This week, The New York Times ran a story detailing recent laws in Tennessee, Georgia, Arizona and Virginia that allow gun owners to carry loaded weapons to bars. While similar laws already exist elsewhere--18 states allow guns in restaurants that serve alcohol--the Times story has put gun rights back at the front of the national conversation, with many onlookers skeptical about the wisdom of combining guns, alcohol, and passionate sports-watching in the same place.
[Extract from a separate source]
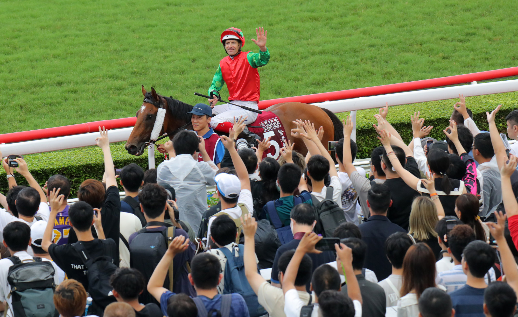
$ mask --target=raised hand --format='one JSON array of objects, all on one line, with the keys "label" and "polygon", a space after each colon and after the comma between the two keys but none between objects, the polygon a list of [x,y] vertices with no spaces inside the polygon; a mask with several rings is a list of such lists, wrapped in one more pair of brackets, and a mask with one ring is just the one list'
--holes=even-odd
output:
[{"label": "raised hand", "polygon": [[518,163],[518,158],[513,154],[510,154],[509,161],[504,164],[500,170],[500,175],[503,177],[511,177],[511,176],[516,170],[516,163]]},{"label": "raised hand", "polygon": [[101,129],[99,126],[99,133],[100,134],[100,136],[95,138],[95,142],[97,143],[97,146],[101,149],[109,147],[110,141],[108,139],[108,130],[104,126]]},{"label": "raised hand", "polygon": [[348,116],[346,119],[342,119],[342,124],[343,125],[343,136],[350,137],[354,128],[351,117]]},{"label": "raised hand", "polygon": [[256,45],[259,47],[260,48],[264,48],[266,46],[266,34],[268,33],[268,31],[264,31],[264,27],[259,27],[255,29],[255,34],[257,36],[257,39],[251,39],[252,41]]},{"label": "raised hand", "polygon": [[496,107],[496,109],[491,111],[490,113],[486,111],[486,116],[487,116],[487,123],[493,123],[495,122],[495,117],[496,116],[496,113],[500,110],[500,108],[501,108],[501,105],[498,105],[498,106]]}]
- Mixed Reaction From Locals The Times article quotes a number of Tennessee residents, some of whom support the latest expansion of gun rights and some of whom don't. One gun owner told the reporter, "People who have gun permits have the cleanest records around ... The guy that's going to do the bad thing? He's not worried about the law at all. The 'No Guns' sign just says to him, 'Hey, buddy, smooth sailing.'" But another Tennessean expressed reservations: "That's not cool in my book ... It opens the door to trouble. It's giving you the right to be Wyatt Earp."
- Confusing Rules The laws appear to vary from state to state. In Tennessee, for example, you can't drink alcohol if you take your gun to the bar. In Arizona, you can bring a gun along if you have a concealed-carry permit--unless the bar has posted a sign prohibiting weapons. To make matters even more uncertain, not all of these details are well-known either to restaurant owners or to the public.
- What About Those Safety Records? In May, as the guns-in-bars legislation made its way through the Tennessee statehouse, Jeff Woods at the alt-weekly Nashville Scene ran the numbers: "In the past two years alone, 1,556 handgun permits have been suspended, revoked or denied—606 for felony arrests or convictions and 551 because orders of protection were issued... In just a little more than a year, handgun permit holders have been accused of at least five killings—two of which were cases of road rage."
- Does This Lower Anyone's Chances of Injury? Jen Doll at The Village Voice confesses she's "bewildered by the number of people who seem to believe firmly that toting around a gun equals self-protection. If we all have guns, aren't we just back to status quo, albeit an easier-to-die status quo?"
- Vigilante Days Are Here Again Gawker's Max Read rolls his eyes at Tennessee State Representative Curry Todd's assertion that "the police aren't going to be able to protect you... after you and your family's been shot or injured or assaulted or raped." Read's response: "Yes, allowing people to hold onto their guns will surely solve the widespread problem of family-rape in Tennessee bars! It'll be just like 'The Wild West,' which, if I'm remembering my history correctly, was a time of unparalleled peace and lawfulness when no one died from being shot by drunk people."